Basics
Python
- We will be predominantly concerned with the Python ecosystem
- A big advanage is that local system development can be easily moved to cloud and or a scalable on-prem solution.
- Many companies use python to start data science projects in-house (via fresh recruits, interns etc)
- Python has some relatively easy ways to access databases
- Big data platforms such as Spark have great python bindings
- E.g., Pandas dataframe and Spark dataframe
- Latest models (deep learning, pre-trained) are built in the python ecosystem
- Many many useful libraries: pandas, matplotlib, flask,…
Our Objective
- Learn the patterns, not the specific tools
Deployment Targets
- Local machines
- On-prem or self-hosted machines (needs DevOps skills)
- Managed cloud
- Heroku (PAAS)
- Azure
- GCP
- AWS (IAAS)
- The decision to deply on one versus the other depends on
- skills
- business need
- internal vs external
- scale, reliability, security
- costs
- ease of deployment
Local Deployments are Hard
- Need to learn linux security
- Need to learn how to manage access
- Need for learn backups
- Need to learn hot switching / reliability
Cloud Deployments are not Easy
- Also need to learn a complex ecosystem
- Vendor lock-in (for successful businesses, this is not an issue)
Python development can happen:
- In text editors (e.g., sublime-text)
- In IDEs (e.g., Pycharm or VSCode)
- In Jupyter notebooks and variants (Google Colab, Databricks notebooks)

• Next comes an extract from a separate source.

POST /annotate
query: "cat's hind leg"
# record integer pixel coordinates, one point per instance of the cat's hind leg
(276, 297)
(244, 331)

- vanilla notebook does not allow collaboration as such
Part 1: Setting up Jupyter access on a VPS
- We will use Vultr, but all steps are vendor agnostic. Alternatives include: Digitalocean, AWS EC2, Google Cloud; using Google Colab and other vendors.
- SSH passwordless access is set up.
- Next, we set up a basic firewall for security.
- This is followed by installing
conda
.
- (Optional) To run the jupyter server uninterrupted, we will run it within a screen session.
- We will access the server and notebooks on our local browser using SSH tunneling.
Part 2: Preparing an ML Model
We will show how data is accessed, and how the model is trained (this should be familiar to you).
- In particular, we will look at the moive recommendation problem.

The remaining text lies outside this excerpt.